Access computed cluster statistics.

show_marker(celltype=None, n: int = 40, result: bool = False)[source]
find_markers_groups(groups, **kwargs)[source]

Find markers distinguishing specific groups from the rest.

find_markers_negative(**kwargs)[source]

Find negative markers (lowest expression in one cluster).

class sceleto.markers._hierarchy.HierarchyRun(levels: 'List[str]', params: 'Dict[str, Any]', icls_full_dict: 'Dict[str, str]', icls_path_df: 'pd.DataFrame', marker_rank_df: 'pd.DataFrame', full_gene_lists: 'Dict[str, List[str]]', contexts: 'Dict[str, Any]', batch_expression: 'Optional[Dict[str, BatchExpression]]', batch_key: 'Optional[str]')[source]

Bases: object

levels: List[str]
params: Dict[str, Any]
icls_full_dict: Dict[str, str]
icls_path_df: DataFrame
marker_rank_df: DataFrame
full_gene_lists: Dict[str, List[str]]
contexts: Dict[str, Any]
batch_expression: Dict[str, BatchExpression] | None
batch_key: str | None
interactive_viewer(adata, mgr, *, save: str = 'interactive_viewer.html', n_top: int | None = None) None[source]

Generate an interactive HTML viewer with edge-activation panel.

Layout: icls UMAP (left) + marker comparison heatmap (top-right) + per-gene edge-activation graph (bottom-right). In batch mode the heatmap shows per-batch expression strips instead of presence.

Parameters

adata

AnnData with obs['icls'] (set by hierarchy) and obsm['X_umap'].

mgr

sceleto.markers.graph.MarkerGraphRun driving the bottom-right edge-activation graph. Typically:

mgr = scl.markers.marker(adata, "icls")
save

Output HTML file path.

n_top

Number of top markers per cluster. Defaults to the value used in the hierarchy run.

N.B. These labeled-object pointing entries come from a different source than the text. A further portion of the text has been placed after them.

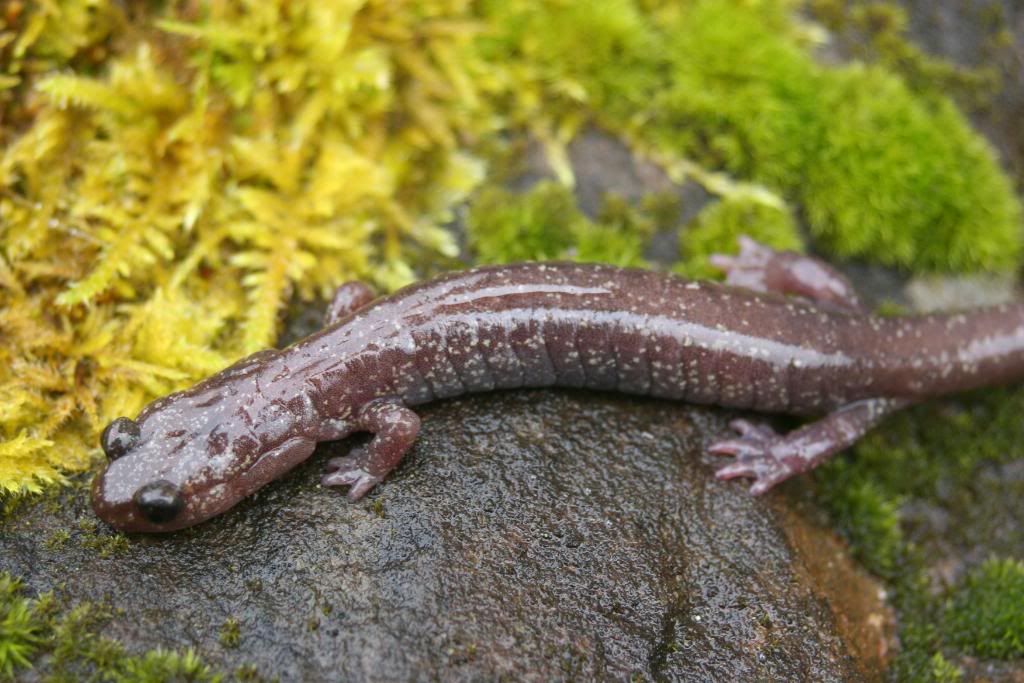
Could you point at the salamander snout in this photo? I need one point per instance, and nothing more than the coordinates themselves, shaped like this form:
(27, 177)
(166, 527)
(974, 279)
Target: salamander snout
(159, 502)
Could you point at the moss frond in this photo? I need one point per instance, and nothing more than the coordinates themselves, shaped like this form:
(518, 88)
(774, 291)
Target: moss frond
(985, 615)
(70, 641)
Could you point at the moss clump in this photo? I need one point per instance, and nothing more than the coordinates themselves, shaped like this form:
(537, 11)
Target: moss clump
(883, 153)
(881, 172)
(68, 645)
(171, 174)
(878, 33)
(545, 223)
(920, 456)
(23, 627)
(719, 226)
(986, 613)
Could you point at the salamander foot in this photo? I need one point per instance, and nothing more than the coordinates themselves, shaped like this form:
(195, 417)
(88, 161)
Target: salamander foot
(351, 470)
(763, 269)
(759, 453)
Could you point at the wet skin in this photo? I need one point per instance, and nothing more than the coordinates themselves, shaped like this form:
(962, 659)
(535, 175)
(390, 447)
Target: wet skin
(784, 334)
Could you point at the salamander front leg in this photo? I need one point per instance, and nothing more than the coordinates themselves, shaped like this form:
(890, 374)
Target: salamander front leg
(764, 269)
(770, 458)
(347, 299)
(394, 428)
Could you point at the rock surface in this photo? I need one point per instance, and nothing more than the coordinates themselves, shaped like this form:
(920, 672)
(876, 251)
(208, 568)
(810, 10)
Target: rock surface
(530, 535)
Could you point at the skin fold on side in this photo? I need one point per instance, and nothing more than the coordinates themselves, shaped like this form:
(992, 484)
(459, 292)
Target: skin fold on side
(784, 334)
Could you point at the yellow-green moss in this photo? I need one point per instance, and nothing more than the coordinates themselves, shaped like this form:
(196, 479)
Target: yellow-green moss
(67, 642)
(919, 456)
(986, 613)
(174, 173)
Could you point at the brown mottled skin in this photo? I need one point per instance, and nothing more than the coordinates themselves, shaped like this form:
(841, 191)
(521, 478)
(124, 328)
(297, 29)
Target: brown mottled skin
(744, 345)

compare_markers(icls: str, *, figsize=None, gene_filter: GeneFilter | None = None, return_genes: bool = False)[source]

Visualize top-N marker overlap across levels for a given icls.

compare_markers_batch(icls: str, *, figsize=None, gene_filter: GeneFilter | None = None, return_genes: bool = False)[source]

Visualize top-N marker overlap with per-batch expression strips.

Each strip in a (level, gene) cell encodes one batch:

  • grey : batch has no cells in this cluster (no data)

  • white : batch has cells but mean expression is 0

  • redcolored by mean / cell_max, where cell_max is the

    maximum batch mean within that (cluster, gene) cell

Color scale is per-cell normalized (0–1), so each cell’s brightest batch is always 1. This makes batch consistency visible regardless of absolute expression level.

Gene Filter

class sceleto.markers.GeneFilter(exclude: Sequence[str] | None = None, include: Sequence[str] | None = None, name_exclude: Sequence[str] | None = None, dot_filter: bool = False)[source]

Bases: object

Composable gene-name filter.

Parameters

exclude

Category names from gene_categories.json. A gene is dropped if it belongs to any of the listed categories.

include

Category names from gene_categories.json. When provided, only genes present in the union of these categories are kept (after exclude filtering).

name_exclude

List of name patterns to exclude. Multi-character entries use prefix matching (startswith). The special entry "." excludes any gene whose name contains a dot (e.g. AL035401.1).

dot_filter

Deprecated. Use name_exclude=["."] instead.

filter(genes: Sequence[str]) List[str][source]

Return the sublist of genes that pass the filter.